Grammarly acquires AI e-mail shopper Superhuman | TechCrunch


Grammarly announced Tuesday the acquisition of e-mail shopper Superhuman in a push to construct out its AI for its productiveness suite. Neither corporations offered particulars in regards to the monetary phrases of the deal.

Superhuman was based by Rahul Vohra, Vivek Sodera, and Conrad Irwin. The corporate raised greater than $114 million in funding from backers together with a16z, IVP, and Tiger International, with its final valuation at $825 million, in response to information from enterprise information analytics agency Traxcn.

“With Superhuman, we are able to ship that future to hundreds of thousands extra professionals whereas giving our current customers one other floor for agent collaboration that merely doesn’t exist wherever else. E mail isn’t simply one other app; it’s the place professionals spend vital parts of their day, and it’s the proper staging floor for orchestrating a number of AI brokers concurrently,” Shishir Malhotra, CEO of Grammarly, mentioned in a press release.

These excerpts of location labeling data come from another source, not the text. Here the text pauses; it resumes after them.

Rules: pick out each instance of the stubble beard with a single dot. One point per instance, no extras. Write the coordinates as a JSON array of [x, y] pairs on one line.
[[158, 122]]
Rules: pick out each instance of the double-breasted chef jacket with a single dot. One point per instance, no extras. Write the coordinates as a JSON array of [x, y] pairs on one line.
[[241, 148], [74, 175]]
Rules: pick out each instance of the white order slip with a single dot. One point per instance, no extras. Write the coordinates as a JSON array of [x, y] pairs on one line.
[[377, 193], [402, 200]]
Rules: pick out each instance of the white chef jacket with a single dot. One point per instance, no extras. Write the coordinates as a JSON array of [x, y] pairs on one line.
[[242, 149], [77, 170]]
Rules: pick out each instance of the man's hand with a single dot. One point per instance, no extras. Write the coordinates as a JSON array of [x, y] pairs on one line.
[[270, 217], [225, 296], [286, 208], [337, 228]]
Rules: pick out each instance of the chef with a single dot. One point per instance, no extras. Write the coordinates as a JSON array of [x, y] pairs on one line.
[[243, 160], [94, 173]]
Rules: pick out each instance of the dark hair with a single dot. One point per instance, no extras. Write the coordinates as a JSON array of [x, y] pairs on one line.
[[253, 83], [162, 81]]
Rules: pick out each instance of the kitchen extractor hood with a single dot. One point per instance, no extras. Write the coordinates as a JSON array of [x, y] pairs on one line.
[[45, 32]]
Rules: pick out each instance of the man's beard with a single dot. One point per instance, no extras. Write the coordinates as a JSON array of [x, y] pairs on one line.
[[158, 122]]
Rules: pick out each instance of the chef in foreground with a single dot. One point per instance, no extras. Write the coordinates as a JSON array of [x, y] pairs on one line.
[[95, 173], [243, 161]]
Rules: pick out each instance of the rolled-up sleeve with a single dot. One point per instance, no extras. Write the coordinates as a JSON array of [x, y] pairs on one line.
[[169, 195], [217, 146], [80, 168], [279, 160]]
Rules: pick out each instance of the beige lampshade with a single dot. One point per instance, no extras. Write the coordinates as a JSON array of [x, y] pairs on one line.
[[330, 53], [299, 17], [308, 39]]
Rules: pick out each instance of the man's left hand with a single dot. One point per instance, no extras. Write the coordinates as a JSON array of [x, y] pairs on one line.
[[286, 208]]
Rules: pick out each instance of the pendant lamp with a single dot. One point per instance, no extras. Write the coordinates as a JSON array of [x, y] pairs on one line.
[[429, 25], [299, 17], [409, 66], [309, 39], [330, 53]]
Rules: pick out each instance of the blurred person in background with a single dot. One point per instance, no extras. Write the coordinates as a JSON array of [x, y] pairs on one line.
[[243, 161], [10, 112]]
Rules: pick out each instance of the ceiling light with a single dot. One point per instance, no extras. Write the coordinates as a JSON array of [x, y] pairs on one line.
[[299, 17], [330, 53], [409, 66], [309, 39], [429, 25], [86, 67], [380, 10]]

With this deal, CEO Vohra and different Superhuman workers are transferring over to Grammarly.

“E mail is the principle communication device for billions of individuals worldwide and the number-one use case for Grammarly prospects. By becoming a member of forces with Grammarly, we’ll make investments much more within the core Superhuman expertise, in addition to create a brand new manner of working the place AI brokers collaborate throughout the communication instruments that all of us use daily,” Rahul Vohra, CEO of Superhuman, mentioned in a press release.

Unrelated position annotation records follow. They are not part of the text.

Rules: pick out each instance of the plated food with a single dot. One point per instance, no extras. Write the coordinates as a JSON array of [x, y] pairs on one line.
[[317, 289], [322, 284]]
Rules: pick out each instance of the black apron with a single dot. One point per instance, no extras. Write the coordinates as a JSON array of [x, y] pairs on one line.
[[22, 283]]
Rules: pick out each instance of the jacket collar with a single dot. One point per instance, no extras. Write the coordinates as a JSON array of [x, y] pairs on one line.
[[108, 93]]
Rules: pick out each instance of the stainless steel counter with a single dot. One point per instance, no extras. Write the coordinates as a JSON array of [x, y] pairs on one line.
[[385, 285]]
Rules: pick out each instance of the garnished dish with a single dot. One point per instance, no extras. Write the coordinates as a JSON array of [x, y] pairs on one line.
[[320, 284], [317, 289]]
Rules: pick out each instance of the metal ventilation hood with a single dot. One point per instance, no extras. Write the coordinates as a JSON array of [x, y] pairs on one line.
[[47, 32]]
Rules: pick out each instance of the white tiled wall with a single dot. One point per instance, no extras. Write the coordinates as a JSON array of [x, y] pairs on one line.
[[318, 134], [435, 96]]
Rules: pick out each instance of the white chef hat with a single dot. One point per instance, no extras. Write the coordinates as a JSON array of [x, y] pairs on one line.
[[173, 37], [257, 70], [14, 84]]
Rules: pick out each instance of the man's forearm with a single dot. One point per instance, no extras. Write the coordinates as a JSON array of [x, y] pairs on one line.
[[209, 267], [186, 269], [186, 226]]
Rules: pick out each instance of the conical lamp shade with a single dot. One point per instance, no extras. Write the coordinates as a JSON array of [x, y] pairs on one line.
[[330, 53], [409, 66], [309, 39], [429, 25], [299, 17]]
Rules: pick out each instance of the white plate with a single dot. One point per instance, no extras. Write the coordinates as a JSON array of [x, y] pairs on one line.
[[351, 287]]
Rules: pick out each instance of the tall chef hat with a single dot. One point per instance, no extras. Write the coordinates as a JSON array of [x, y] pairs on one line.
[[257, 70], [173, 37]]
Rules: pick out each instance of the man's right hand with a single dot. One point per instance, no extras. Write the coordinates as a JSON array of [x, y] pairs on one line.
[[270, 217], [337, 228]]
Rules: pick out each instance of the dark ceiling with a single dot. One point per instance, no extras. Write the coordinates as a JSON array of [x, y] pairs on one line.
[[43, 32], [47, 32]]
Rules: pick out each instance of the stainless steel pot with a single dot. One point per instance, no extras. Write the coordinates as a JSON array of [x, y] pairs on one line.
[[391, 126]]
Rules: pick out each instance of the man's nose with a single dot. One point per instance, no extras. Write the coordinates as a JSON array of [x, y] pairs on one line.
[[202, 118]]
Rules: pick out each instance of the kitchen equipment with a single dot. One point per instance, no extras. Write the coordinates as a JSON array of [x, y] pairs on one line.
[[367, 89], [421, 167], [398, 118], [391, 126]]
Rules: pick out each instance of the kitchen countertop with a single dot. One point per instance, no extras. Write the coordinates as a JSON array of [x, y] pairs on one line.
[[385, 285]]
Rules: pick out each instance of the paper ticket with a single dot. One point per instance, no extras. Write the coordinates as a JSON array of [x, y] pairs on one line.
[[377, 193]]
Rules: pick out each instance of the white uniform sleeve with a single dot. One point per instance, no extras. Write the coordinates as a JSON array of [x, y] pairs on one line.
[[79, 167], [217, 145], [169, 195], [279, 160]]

In the previous couple of months, Superhuman has launched AI-powered options associated to scheduling, replies, and categorization. In its announcement, Grammarly mentioned that it desires to construct AI brokers for emails utilizing Superhuman’s tech. The corporate mentioned that e-mail stays is likely one of the prime use-cases for Grammarly.

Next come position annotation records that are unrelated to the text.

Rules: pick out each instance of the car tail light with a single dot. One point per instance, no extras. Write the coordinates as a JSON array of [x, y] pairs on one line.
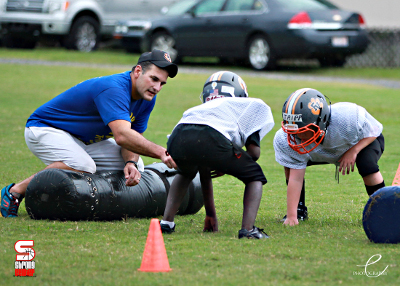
[[361, 21], [300, 21]]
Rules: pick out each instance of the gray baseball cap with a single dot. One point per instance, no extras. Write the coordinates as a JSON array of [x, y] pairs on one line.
[[160, 59]]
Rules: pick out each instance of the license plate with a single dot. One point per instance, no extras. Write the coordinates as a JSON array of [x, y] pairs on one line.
[[340, 41]]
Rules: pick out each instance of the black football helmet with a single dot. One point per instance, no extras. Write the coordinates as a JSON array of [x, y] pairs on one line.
[[223, 84], [305, 110]]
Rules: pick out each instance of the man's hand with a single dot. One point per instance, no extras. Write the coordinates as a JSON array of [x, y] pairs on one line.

Final yr, Grammarly acquired collaborative productiveness software program Coda, and as a part of the deal, promoted Coda’s co-founder, Shishir Malhotra, to CEO.

In Might, Grammarly raised $1 billion from Normal Catalyst in a non-dilutive funding. Reasonably than giving up fairness, the corporate would pay again Normal Catalyst the cash with a capped share of income it creates utilizing the enterprise agency’s cash.